Through 25 years in the rotary combine business, Case IH has continually improved the performance of its innovative threshing system. The newest incarnation is called the AFX rotor. An integral part of the new AFX combines, the rotor also is available as an upgrade kit for Case IH 1688, 2188 and 2388 combines. We called on Team FIN farmer Erik Petry in Rochelle, IL, to test the kit on his combine. Here's what he had to say after installing it and harvesting a few fields last fall.
I'm not certain what the “AFX” stands for in Case IH AFX rotor, but I have one word that describes it: smooth. It is amazing the difference it makes over the older-style rotor.
I was given the opportunity to try the kit because I was in the midst of rebuilding my 1993 Case IH 1680 combine. I have done rotor installations before and found that this new kit installs as easily as any other type of rotor. The only changes in the kit are the rotor, so every other aspect of the combine remains the same.
The AFX rotor basically is the Rochelle specialty rotor with a screw or auger-type intake instead of the old “elephant ear” impellers, which relied on the vanes in the transition cone (the area between the feeder house chain and rotor threshing area where the material starts its spiral movement) to get the material going.
The older-style impellers would grab the crop material and rely heavily on the vanes to give it the direction back into the rotor. The old “ears,” or impellers, would grab large and uneven amounts of material and force the slugs into the rotor, which we know as “rotor rumble.”
The AFX rotor has solved this problem. Its screw-type intake, with “help” from the transition vanes, feeds the crop material into the rotor evenly, which in turn distributes the crop uniformly over the threshing area.
In my opinion, this makes the whole combine better. Even feeding equals even threshing, which means uniform separation and residue management either through the chopper or spreaders. It is the only upgrade I can think of that improves every aspect of the combine.

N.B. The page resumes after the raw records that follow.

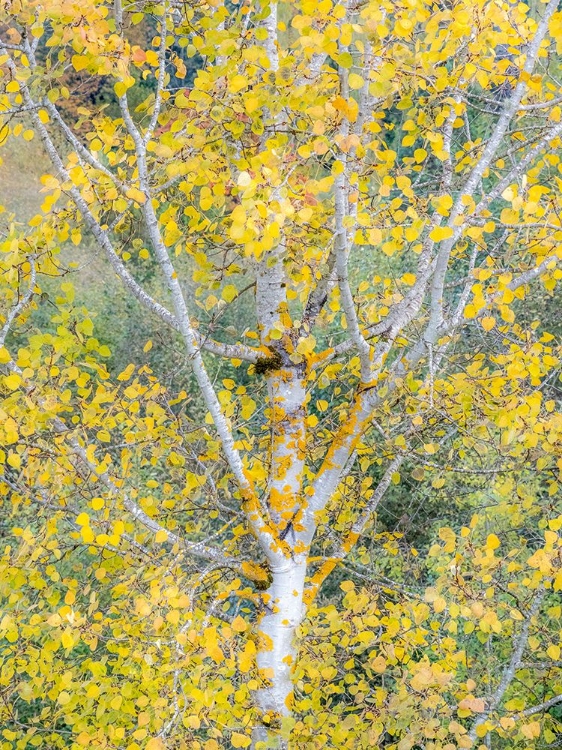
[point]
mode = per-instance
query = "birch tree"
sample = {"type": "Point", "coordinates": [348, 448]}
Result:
{"type": "Point", "coordinates": [383, 186]}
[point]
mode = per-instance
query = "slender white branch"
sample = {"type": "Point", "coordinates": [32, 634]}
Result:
{"type": "Point", "coordinates": [513, 665]}
{"type": "Point", "coordinates": [21, 304]}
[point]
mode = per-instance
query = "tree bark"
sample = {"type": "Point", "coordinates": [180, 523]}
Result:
{"type": "Point", "coordinates": [283, 611]}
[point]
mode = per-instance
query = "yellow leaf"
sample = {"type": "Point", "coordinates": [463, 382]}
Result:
{"type": "Point", "coordinates": [492, 542]}
{"type": "Point", "coordinates": [12, 381]}
{"type": "Point", "coordinates": [79, 62]}
{"type": "Point", "coordinates": [441, 233]}
{"type": "Point", "coordinates": [136, 195]}
{"type": "Point", "coordinates": [239, 625]}
{"type": "Point", "coordinates": [14, 460]}
{"type": "Point", "coordinates": [239, 740]}
{"type": "Point", "coordinates": [229, 292]}
{"type": "Point", "coordinates": [355, 81]}
{"type": "Point", "coordinates": [67, 640]}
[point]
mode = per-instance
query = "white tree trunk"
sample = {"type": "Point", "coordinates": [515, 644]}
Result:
{"type": "Point", "coordinates": [277, 647]}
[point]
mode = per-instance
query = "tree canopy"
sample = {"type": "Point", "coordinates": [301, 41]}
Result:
{"type": "Point", "coordinates": [295, 482]}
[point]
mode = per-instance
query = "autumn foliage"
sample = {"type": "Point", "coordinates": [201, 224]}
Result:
{"type": "Point", "coordinates": [319, 506]}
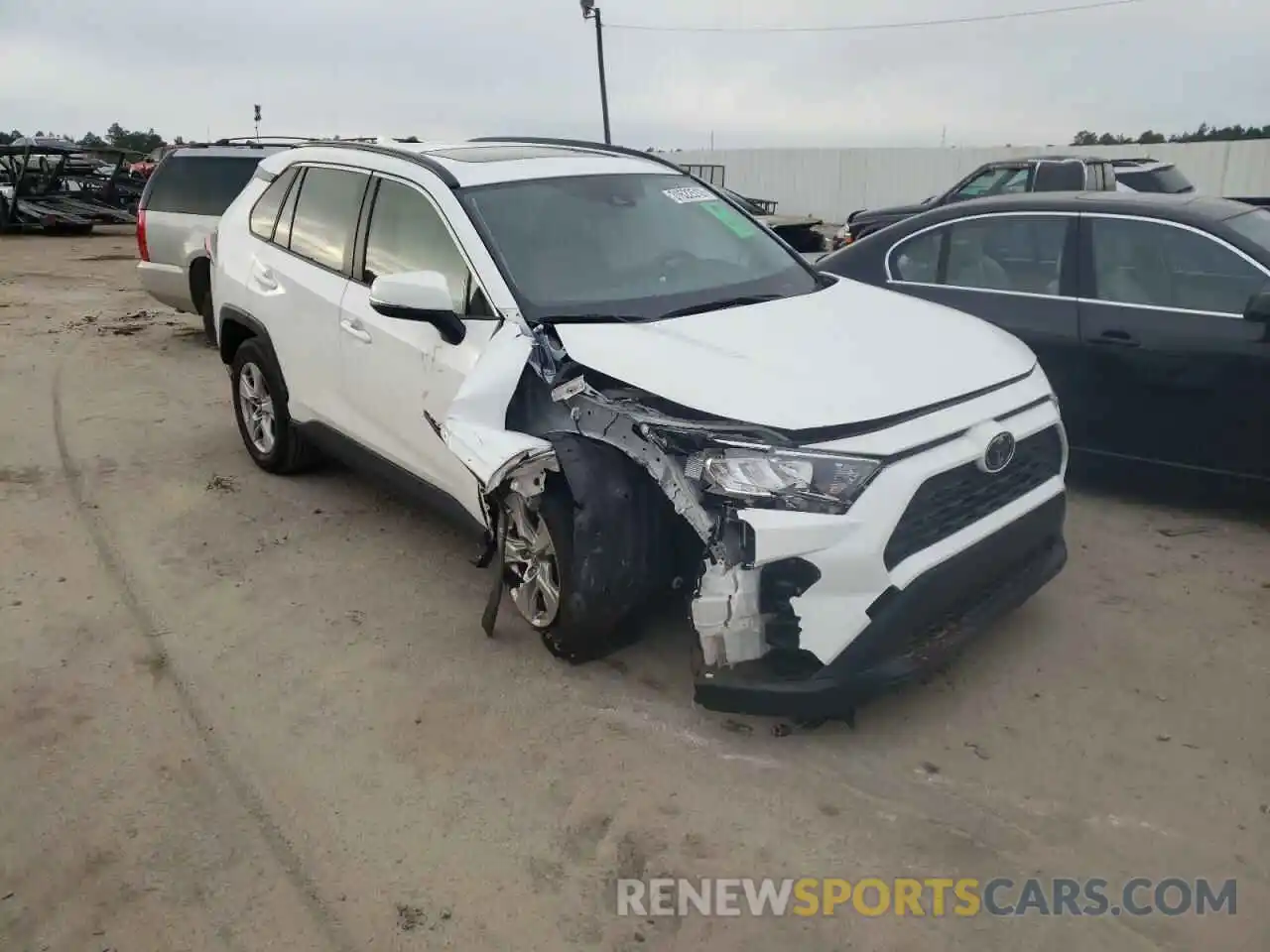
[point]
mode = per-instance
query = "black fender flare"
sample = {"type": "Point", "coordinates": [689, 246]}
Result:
{"type": "Point", "coordinates": [227, 347]}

This is where I salute Case IH. Since day one of the axial-flow combine, any upgrade or improvement was available in kit form to update older machines. Case IH could have kept the AFX rotor for new machines only; however, this rotor kit is available for machines dating back to the early 1990s. It will fit any older 80-series combine, but the company recommends combines with the longer cleaning system, which was introduced at that time.
I did the installation myself, and the kit is in the $5,000 range. This might sound like a lot of money to put into an older combine, but after witnessing its performance this harvest, it is as if I have a “new” combine — at 1/26th the cost of a brand-new one!